No, I’m not changing careers, but having the ability to talk like a used car salesman has a plethora of important uses. Among the most important of them was trolling for freshman as a junior on the 5th floor of mighty Cambridge Hall. Now you all know that I’ve never really had any game to speak of, choosing instead to rely on sheer force of will and infinite patience in pursuit of the fairer sex. Theoretically, Cambridge was reserved for upperclassmen, but the 5th and 6th floors were assigned to the Honors Program, which guaranteed an influx of freshmen every semester… We’d later learn to call this a target-rich environment.

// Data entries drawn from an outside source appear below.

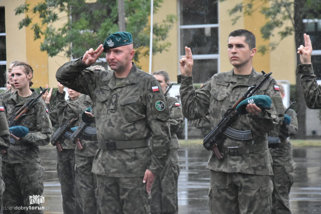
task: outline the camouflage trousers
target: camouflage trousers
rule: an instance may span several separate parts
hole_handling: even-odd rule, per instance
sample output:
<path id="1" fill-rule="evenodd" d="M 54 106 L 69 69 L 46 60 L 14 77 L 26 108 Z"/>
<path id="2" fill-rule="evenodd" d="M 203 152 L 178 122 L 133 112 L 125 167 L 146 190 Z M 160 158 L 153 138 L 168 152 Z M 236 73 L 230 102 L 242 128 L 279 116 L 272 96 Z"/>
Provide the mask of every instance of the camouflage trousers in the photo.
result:
<path id="1" fill-rule="evenodd" d="M 39 163 L 10 164 L 3 162 L 2 170 L 5 184 L 3 198 L 5 208 L 6 207 L 41 207 L 41 204 L 30 204 L 29 197 L 33 195 L 41 196 L 43 192 L 42 176 L 45 169 Z M 44 213 L 43 210 L 35 209 L 25 209 L 24 211 L 6 210 L 4 210 L 4 213 Z"/>
<path id="2" fill-rule="evenodd" d="M 91 172 L 94 157 L 76 155 L 76 181 L 82 199 L 82 207 L 85 214 L 100 214 L 97 197 L 96 175 Z"/>
<path id="3" fill-rule="evenodd" d="M 272 213 L 291 213 L 289 195 L 293 184 L 293 171 L 291 166 L 273 166 L 274 175 L 272 180 L 274 188 L 272 193 Z"/>
<path id="4" fill-rule="evenodd" d="M 81 214 L 81 198 L 76 185 L 74 150 L 57 150 L 57 172 L 60 184 L 64 214 Z"/>
<path id="5" fill-rule="evenodd" d="M 272 176 L 211 170 L 211 213 L 270 213 Z"/>
<path id="6" fill-rule="evenodd" d="M 120 166 L 120 167 L 122 167 Z M 97 174 L 100 211 L 108 214 L 149 214 L 150 195 L 143 177 L 111 177 Z"/>
<path id="7" fill-rule="evenodd" d="M 178 213 L 178 181 L 179 175 L 178 149 L 171 150 L 165 167 L 152 187 L 151 213 Z"/>

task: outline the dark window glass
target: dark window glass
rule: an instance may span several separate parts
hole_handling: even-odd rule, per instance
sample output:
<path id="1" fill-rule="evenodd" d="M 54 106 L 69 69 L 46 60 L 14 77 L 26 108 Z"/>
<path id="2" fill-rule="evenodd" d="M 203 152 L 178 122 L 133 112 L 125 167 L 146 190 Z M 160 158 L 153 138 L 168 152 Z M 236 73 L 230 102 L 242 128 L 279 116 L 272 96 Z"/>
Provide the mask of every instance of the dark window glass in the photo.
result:
<path id="1" fill-rule="evenodd" d="M 181 53 L 185 53 L 185 47 L 191 48 L 193 54 L 218 53 L 217 28 L 181 30 Z"/>
<path id="2" fill-rule="evenodd" d="M 181 25 L 218 23 L 218 1 L 180 0 Z"/>
<path id="3" fill-rule="evenodd" d="M 314 74 L 317 76 L 317 79 L 321 80 L 321 55 L 312 56 L 311 61 L 313 64 Z"/>
<path id="4" fill-rule="evenodd" d="M 7 80 L 5 76 L 6 68 L 5 65 L 0 65 L 0 87 L 7 86 Z"/>
<path id="5" fill-rule="evenodd" d="M 193 52 L 192 52 L 193 53 Z M 208 79 L 217 73 L 217 60 L 194 60 L 193 65 L 193 82 L 205 83 Z"/>
<path id="6" fill-rule="evenodd" d="M 305 23 L 304 25 L 307 34 L 311 39 L 313 49 L 321 50 L 321 20 Z"/>
<path id="7" fill-rule="evenodd" d="M 0 33 L 5 33 L 4 7 L 0 7 Z"/>
<path id="8" fill-rule="evenodd" d="M 5 48 L 5 36 L 0 36 L 0 61 L 7 60 L 6 51 Z"/>

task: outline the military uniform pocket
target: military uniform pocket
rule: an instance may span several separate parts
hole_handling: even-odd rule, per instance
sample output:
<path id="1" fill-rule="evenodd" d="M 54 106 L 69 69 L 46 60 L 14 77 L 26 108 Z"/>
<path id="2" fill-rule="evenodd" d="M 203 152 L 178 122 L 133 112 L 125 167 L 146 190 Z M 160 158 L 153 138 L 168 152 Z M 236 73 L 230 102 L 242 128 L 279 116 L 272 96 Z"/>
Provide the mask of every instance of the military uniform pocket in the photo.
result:
<path id="1" fill-rule="evenodd" d="M 139 94 L 125 98 L 120 102 L 122 114 L 127 122 L 133 122 L 146 116 L 143 112 L 143 107 Z"/>
<path id="2" fill-rule="evenodd" d="M 33 182 L 42 177 L 45 174 L 45 168 L 42 167 L 29 175 L 29 179 L 31 182 Z"/>

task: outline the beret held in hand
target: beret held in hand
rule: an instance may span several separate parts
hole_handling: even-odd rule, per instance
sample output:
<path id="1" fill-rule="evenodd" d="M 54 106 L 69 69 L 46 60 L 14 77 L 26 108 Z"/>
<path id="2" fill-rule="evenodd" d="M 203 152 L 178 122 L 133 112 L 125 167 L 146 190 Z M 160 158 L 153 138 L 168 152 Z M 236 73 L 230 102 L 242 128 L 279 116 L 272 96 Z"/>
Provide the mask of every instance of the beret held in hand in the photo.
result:
<path id="1" fill-rule="evenodd" d="M 272 104 L 272 100 L 269 97 L 266 95 L 256 95 L 243 100 L 236 107 L 236 110 L 240 115 L 248 113 L 246 108 L 249 104 L 255 104 L 261 108 L 270 109 Z"/>
<path id="2" fill-rule="evenodd" d="M 21 125 L 16 125 L 9 128 L 10 133 L 19 138 L 24 137 L 29 133 L 29 129 Z"/>
<path id="3" fill-rule="evenodd" d="M 91 107 L 90 107 L 86 109 L 81 114 L 81 119 L 86 123 L 89 124 L 94 122 L 94 117 L 91 117 L 87 115 L 87 114 L 85 113 L 85 111 L 90 112 L 92 114 L 91 112 Z"/>
<path id="4" fill-rule="evenodd" d="M 133 37 L 130 33 L 126 31 L 117 32 L 110 34 L 104 43 L 104 52 L 110 48 L 127 45 L 133 43 Z"/>

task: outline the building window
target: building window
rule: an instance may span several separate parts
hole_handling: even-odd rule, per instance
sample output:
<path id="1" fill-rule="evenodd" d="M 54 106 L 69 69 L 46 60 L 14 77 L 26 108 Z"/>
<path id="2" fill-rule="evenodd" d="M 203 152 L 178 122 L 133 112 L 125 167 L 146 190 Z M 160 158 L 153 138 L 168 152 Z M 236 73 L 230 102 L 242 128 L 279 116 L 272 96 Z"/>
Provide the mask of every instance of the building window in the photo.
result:
<path id="1" fill-rule="evenodd" d="M 312 43 L 311 62 L 314 74 L 317 79 L 321 80 L 321 20 L 304 19 L 307 34 L 310 36 Z"/>
<path id="2" fill-rule="evenodd" d="M 4 7 L 0 7 L 0 87 L 5 87 L 7 84 L 6 46 Z"/>
<path id="3" fill-rule="evenodd" d="M 186 46 L 191 48 L 195 83 L 204 83 L 218 72 L 217 1 L 180 1 L 180 53 L 185 54 Z"/>

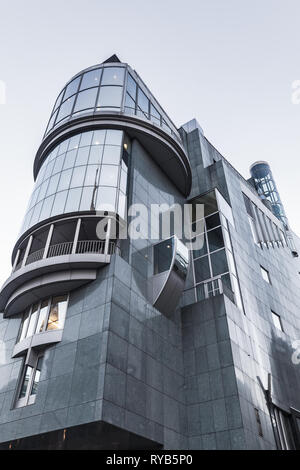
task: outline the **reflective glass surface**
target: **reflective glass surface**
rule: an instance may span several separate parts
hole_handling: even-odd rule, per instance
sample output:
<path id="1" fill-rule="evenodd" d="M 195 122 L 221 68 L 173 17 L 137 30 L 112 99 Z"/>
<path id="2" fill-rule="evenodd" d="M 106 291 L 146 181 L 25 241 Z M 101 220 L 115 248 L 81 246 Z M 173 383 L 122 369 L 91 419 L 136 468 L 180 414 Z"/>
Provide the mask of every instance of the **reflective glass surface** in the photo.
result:
<path id="1" fill-rule="evenodd" d="M 119 214 L 124 217 L 127 166 L 121 165 L 122 142 L 122 131 L 99 129 L 77 134 L 54 148 L 39 171 L 22 232 L 68 212 L 94 208 L 118 212 L 119 199 Z"/>
<path id="2" fill-rule="evenodd" d="M 124 111 L 149 119 L 180 141 L 178 131 L 151 93 L 125 66 L 99 66 L 74 78 L 59 94 L 46 134 L 83 113 Z M 124 95 L 124 108 L 122 105 Z"/>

I suppose it would have been October of 1998 and I was targeting a particular freshman with lots of attention, long talks on the back patio, romantic,lingering dinners in the dining hall, and of course, booze. After an extensive “softening up” period, I decided that a frontal assault was in order, saying simply, “I’m gonna sell this like a used car… What do I need to do to make this deal?” Well, in making a long story short, for some totally unknown reason, it worked and began a whirlwind romance that would practically end with a war between the north side of the floor and the south… That’s right, our own little version of the Civil War. Come to think of it, that was also the night I learned that no matter what you are doing, having two people in a single bed is just damned uncomfortable. So, yeah, that’s the story of How “like a used car salesman” came to be a phrase in regular use. I don’t get to use the phrase often these days, but it still crops up from time to time.